Platform Engineering Team/Event Platform Value Stream
|
Event Platform
|
What is it?
[edit]Engineers from across Technology — including Platform, Data Engineering, Search, and Enterprise — collaborate on a shared event streaming platform that provides a unified capability for producing and consuming events across the Wikimedia ecosystem.
Existing event streams indicate that a change has occurred, but often lack critical context needed to interpret that change (see phab:T291120).
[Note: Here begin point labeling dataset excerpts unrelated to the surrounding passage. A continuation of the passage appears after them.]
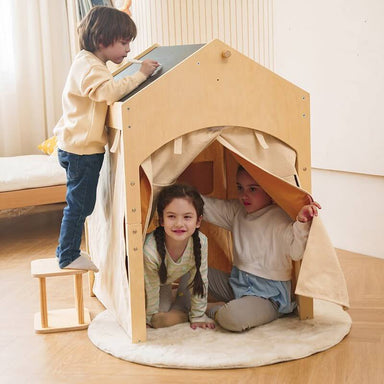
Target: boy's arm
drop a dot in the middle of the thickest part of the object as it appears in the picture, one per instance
(301, 227)
(99, 84)
(219, 212)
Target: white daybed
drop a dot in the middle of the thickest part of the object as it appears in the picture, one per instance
(31, 180)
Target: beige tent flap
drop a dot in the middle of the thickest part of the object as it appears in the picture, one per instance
(201, 117)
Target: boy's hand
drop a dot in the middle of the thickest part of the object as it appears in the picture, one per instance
(204, 325)
(148, 67)
(307, 212)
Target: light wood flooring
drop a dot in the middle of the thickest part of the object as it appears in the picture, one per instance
(70, 357)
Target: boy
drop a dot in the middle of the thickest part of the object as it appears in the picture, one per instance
(265, 240)
(105, 34)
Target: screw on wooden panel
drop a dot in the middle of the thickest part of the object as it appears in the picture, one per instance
(225, 54)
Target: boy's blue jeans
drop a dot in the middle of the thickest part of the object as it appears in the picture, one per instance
(82, 178)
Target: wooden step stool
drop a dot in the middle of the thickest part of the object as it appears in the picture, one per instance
(60, 319)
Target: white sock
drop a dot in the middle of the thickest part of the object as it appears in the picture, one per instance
(83, 262)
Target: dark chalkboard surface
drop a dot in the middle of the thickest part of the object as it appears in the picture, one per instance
(168, 57)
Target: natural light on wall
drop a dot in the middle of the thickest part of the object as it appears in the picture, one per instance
(7, 64)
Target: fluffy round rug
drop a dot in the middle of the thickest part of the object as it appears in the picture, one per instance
(179, 346)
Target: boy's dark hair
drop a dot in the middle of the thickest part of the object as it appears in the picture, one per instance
(105, 25)
(165, 197)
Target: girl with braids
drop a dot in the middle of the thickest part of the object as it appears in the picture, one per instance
(177, 250)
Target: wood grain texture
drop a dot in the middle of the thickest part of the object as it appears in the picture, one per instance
(70, 357)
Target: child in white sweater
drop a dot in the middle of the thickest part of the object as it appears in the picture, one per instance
(105, 34)
(265, 241)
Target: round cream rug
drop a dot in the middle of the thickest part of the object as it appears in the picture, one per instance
(179, 346)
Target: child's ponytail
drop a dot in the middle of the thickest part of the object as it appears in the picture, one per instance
(160, 246)
(198, 285)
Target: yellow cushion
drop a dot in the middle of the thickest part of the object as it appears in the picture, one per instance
(49, 146)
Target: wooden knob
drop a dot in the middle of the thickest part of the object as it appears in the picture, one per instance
(226, 54)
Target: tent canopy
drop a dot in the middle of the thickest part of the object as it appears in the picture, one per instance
(195, 122)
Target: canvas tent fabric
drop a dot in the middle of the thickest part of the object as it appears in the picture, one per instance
(195, 122)
(320, 276)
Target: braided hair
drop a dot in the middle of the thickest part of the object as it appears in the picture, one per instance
(165, 197)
The Event Platform enables the creation of enriched, structured, and semantically meaningful event data, supporting both Wikimedia Foundation initiatives and community-driven innovation.
What we aim to achieve
[edit]- Evaluation of event streaming platforms
- Implementation of the selected event streaming solution as a proof of concept (no SLOs)
- Development of initial stream processing services:
- Simple Enrichment — transform a single stream with context from MediaWiki APIs
- Research Use Case — transform a single stream to provide data for a validated research need
- Data Integration — integrate streaming data with existing databases
- Documenting the pathway and considerations required to take the chosen solution to production readiness
- Creating tooling and pathways to enable other engineering groups to build and operate streaming services or processors
How does this benefit the movement?
[edit]- Knowledge as a service — Publishing enriched event streams enables developers, researchers, and partners worldwide to build new knowledge experiences on top of Wikimedia’s open infrastructure.
- Knowledge equity — By making enriched, contextual data streams openly available, we reduce technical barriers to accessing and using Wikimedia data, supporting innovation across languages, regions, and communities that are currently underserved.
Links
[edit]- Assess what is required for the enrichment pipeline to run on k8s
- Build simple stateless service using Flink SQL
- Build simple stateless service using PyFlink
- Contribution
- Evaluate a pyflink version of Mediawiki Stream Enrichment
- Event Catalog
- Event Driven Use Cases
- PoC Mediawiki Stream Enrichment
- Pyflink Enrichment Service Deployment
- Stream Processing Framework Evaluation
- Use case: Event Platform SDLC practices
- Use case: compute needs for streaming pipelines
With Flink selected as the solution, the first service will consolidate existing streams, enrich messages with page content (wikitext, JSON, etc.), and publish the output to a new topic.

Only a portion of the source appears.